From: "Jason A. Donenfeld" <Jason@zx2c4.com>
Subject: Re: [PATCH v7 3/6] random: use SipHash in place of MD5
Date: Thu, 22 Dec 2016 03:31:56 +0100
Message-ID: <CAHmME9pVKWkGxAj3=g59D=-z=03O6UMrkxYeyjQGXigc0r9Kag@mail.gmail.com>
References: <20161216030328.11602-1-Jason@zx2c4.com> <20161221230216.25341-1-Jason@zx2c4.com>
 <20161221230216.25341-4-Jason@zx2c4.com> <CALCETrVttVoZMvCYZcrAqM1c=YQP_nCfdfO1MsrSHjvjTFxH+A@mail.gmail.com>
Reply-To: kernel-hardening@lists.openwall.com
Mime-Version: 1.0
Content-Type: text/plain; charset=UTF-8
Cc: Netdev <netdev@vger.kernel.org>,
	"kernel-hardening@lists.openwall.com" <kernel-hardening@lists.openwall.com>, LKML <linux-kernel@vger.kernel.org>,
	Linux Crypto Mailing List <linux-crypto@vger.kernel.org>, David Laight <David.Laight@aculab.com>,
	Ted Tso <tytso@mit.edu>, Hannes Frederic Sowa <hannes@stressinduktion.org>,
	Eric Dumazet <edumazet@google.com>, Linus Torvalds <torvalds@linux-foundation.org>,
	Eric Biggers <ebiggers3@gmail.com>, Tom Herbert <tom@herbertland.com>,
	Andi Kleen <ak@linux.intel.com>, "David S. Miller" <davem@davemloft.net>,
	Jean-Philippe Aumasson <jeanphilippe.aumasson@gmail.com>
To: Andy Lutomirski <luto@amacapital.net>
In-Reply-To: <CALCETrVttVoZMvCYZcrAqM1c=YQP_nCfdfO1MsrSHjvjTFxH+A@mail.gmail.com>

Hi Andy,

On Thu, Dec 22, 2016 at 12:42 AM, Andy Lutomirski <luto@amacapital.net> wrote:
> So this is probably good enough, and making it better is hard.  Changing it to:
>
> u64 entropy = (u64)random_get_entropy() + current->pid;
> result = siphash(..., entropy, ...);
> secret->chaining += result + entropy;
>
> would reduce this problem by forcing an attacker to brute-force the
> entropy on each iteration, which is probably an improvement.
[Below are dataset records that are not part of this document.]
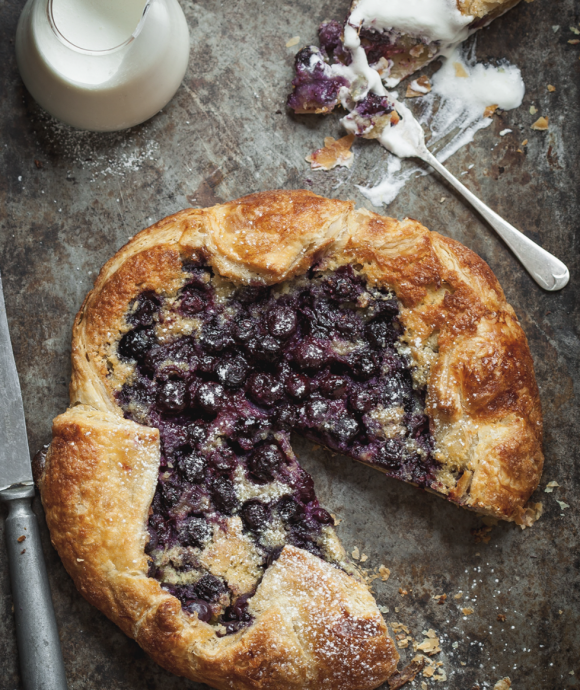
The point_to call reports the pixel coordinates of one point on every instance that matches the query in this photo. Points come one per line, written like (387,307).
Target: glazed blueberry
(381,334)
(170,494)
(223,494)
(255,515)
(199,607)
(232,372)
(345,428)
(215,336)
(209,588)
(195,532)
(281,322)
(210,397)
(145,309)
(192,302)
(310,355)
(197,433)
(362,400)
(289,509)
(265,462)
(286,417)
(265,389)
(192,468)
(244,330)
(365,366)
(304,487)
(297,386)
(322,516)
(223,460)
(136,343)
(390,454)
(333,386)
(171,396)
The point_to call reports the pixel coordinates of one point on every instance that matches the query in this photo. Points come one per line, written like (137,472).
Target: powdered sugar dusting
(114,154)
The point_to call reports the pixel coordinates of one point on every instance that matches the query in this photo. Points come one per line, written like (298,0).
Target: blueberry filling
(320,355)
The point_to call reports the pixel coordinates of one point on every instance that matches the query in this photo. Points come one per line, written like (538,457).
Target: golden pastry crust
(416,54)
(314,626)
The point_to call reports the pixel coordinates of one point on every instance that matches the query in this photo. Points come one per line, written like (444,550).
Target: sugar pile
(452,113)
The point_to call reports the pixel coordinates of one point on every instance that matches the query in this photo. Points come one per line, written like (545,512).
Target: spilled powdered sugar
(452,113)
(103,154)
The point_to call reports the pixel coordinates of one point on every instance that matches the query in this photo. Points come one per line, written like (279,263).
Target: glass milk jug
(102,65)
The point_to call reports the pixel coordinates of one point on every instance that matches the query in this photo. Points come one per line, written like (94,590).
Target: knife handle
(41,663)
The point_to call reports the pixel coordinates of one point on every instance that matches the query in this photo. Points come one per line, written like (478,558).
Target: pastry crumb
(418,87)
(384,573)
(490,110)
(334,153)
(503,684)
(541,124)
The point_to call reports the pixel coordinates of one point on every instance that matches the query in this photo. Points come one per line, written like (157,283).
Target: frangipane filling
(226,373)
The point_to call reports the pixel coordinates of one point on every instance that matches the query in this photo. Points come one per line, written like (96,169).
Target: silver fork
(407,139)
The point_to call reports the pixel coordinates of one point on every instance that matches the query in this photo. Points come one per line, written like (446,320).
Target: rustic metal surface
(69,200)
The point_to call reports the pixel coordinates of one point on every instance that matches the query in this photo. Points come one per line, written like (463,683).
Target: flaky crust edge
(101,470)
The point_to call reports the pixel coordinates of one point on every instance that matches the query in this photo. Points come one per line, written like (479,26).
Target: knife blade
(39,652)
(14,454)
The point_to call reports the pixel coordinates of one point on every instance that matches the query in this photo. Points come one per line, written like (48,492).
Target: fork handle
(548,271)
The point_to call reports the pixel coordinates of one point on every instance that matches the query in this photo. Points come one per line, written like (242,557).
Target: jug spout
(102,66)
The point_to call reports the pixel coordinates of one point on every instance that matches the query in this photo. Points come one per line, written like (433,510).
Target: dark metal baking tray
(69,200)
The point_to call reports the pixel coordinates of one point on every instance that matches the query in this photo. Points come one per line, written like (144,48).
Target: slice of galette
(171,490)
(380,43)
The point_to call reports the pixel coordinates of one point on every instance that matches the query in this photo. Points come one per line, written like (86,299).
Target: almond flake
(418,87)
(429,646)
(503,684)
(335,152)
(541,124)
(384,573)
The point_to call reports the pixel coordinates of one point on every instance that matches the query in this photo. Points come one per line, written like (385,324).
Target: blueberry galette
(171,489)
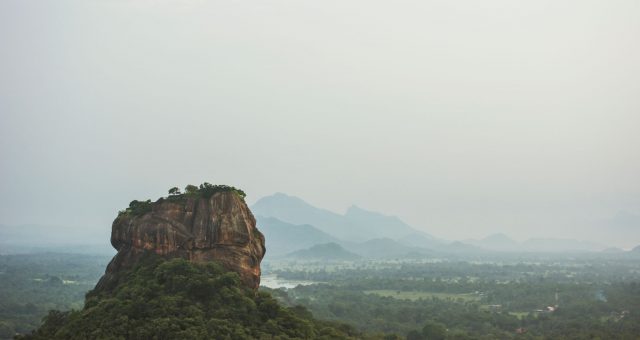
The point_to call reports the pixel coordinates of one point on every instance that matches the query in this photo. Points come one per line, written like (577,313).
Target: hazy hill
(385,248)
(553,245)
(327,252)
(356,225)
(282,238)
(496,242)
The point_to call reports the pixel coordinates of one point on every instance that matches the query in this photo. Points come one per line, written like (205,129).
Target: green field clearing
(416,295)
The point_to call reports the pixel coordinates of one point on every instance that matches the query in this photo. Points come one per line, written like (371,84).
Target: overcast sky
(464,118)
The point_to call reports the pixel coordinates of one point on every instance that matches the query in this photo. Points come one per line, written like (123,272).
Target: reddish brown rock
(220,228)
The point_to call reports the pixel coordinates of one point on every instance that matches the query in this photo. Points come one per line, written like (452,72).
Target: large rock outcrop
(220,227)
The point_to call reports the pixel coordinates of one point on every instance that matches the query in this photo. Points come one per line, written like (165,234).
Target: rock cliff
(196,227)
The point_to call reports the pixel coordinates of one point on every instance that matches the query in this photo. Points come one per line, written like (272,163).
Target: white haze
(464,118)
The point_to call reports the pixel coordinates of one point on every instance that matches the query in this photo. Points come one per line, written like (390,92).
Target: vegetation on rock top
(206,190)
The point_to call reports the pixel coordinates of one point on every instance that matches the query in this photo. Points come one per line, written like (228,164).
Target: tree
(434,330)
(190,189)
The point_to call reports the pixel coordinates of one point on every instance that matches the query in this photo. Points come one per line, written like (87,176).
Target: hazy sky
(463,117)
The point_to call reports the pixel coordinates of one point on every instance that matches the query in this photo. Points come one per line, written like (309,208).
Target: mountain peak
(212,223)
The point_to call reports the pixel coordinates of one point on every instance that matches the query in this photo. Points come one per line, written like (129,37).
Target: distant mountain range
(290,225)
(502,242)
(356,225)
(325,252)
(282,238)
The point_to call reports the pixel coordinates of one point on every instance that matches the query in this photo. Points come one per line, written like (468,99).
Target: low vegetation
(176,299)
(206,190)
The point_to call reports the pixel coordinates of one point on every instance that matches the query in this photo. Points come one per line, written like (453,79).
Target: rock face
(196,228)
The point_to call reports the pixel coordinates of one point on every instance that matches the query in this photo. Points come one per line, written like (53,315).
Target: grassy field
(519,315)
(415,295)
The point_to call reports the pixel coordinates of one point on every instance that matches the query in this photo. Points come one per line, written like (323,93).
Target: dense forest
(176,299)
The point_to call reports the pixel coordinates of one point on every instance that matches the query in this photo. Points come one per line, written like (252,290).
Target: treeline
(176,299)
(206,190)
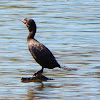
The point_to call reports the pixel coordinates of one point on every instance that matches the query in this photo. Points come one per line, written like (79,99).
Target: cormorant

Ahh, so that's the reasoning behind a similar suggestion of yours in a
previous email. Makes sense to me. I'll include this in the next merge
if we don't come up with a different idea before then. Your reasoning
seems good for it.

Part of what makes this process a bit goofy is that it's not all
together clear what the design goals are. Right now we're going for
"not worse than before", which we've nearly achieved. How good of an
RNG do we want? I'm willing to examine and analyze the security and
performance of all constructions we can come up with. One thing I
don't want to do, however, is start tweaking the primitives themselves
in ways not endorsed by the designers. So, I believe that precludes
things like carrying over SipHash's internal state (like what was done
with MD5), because there hasn't been a formal security analysis of
this like there has with other uses of SipHash. I also don't want to
change any internals of how SipHash actually works. I mention that
because of some of the suggestions on other threads, which make me
rather uneasy.

So with that said, while writing this reply to you, I was
simultaneously reading some other crypto code and was reminded that
there's a variant of SipHash which outputs an additional 64-bits; it's
part of the siphash reference code, which they call the "128-bit
mode". It has the benefit that we can return 64-bits to the caller and
save 64-bits for the chaining key. That way there's no correlation
between the returned secret and the chaining key, which I think would
completely alleviate all of your concerns, and simplify the analysis a
bit.

Here's what it looks like:
https://git.zx2c4.com/linux-dev/commit/?h=siphash&id=46fbe5b408e66b2d16b4447860f8083480e1c08d

The downside is that it takes 4 extra Sip rounds. This puts the
performance still better than MD5, though, and likely still better
than the other batched entropy solution. We could optimize this, I
suppose, by giving it only two parameters -- chaining,
jiffies+entropy+pid -- instead of the current three -- chaining,
jiffies, entropy+pid -- which would then shave off 2 Sip rounds. But I
liked the idea of having a bit more spread in the entropy input field.

Anyway, with this in mind, we now have three possibilities:

1. result = siphash(chaining, entropy, key); chaining += result + entropy
2. result = siphash_extra_output(chaining, entropy, key, &chaining);
3. Ted's batched entropy idea using chacha20

The more I think about this, the more I suspect that we should just
use chacha20. It will still be faster than MD5. I don't like the
non-determinism of it (some processes will start slower than others,
if the batched entropy has run out and ASLR demands more), but I guess
I can live with that. But, most importantly, it greatly simplifies
both the security analysis and what we can promise to callers about
the function. Right now in the comment documentation, we're coy with
callers about the security of the RNG. If we moved to a known
construction like chacha20/get_random_bytes_batched, then we could
just be straight up with a promise that the numbers it returns are
high quality.

Thoughts on 2 and 3, and on 1 vs 2 vs 3?

Jason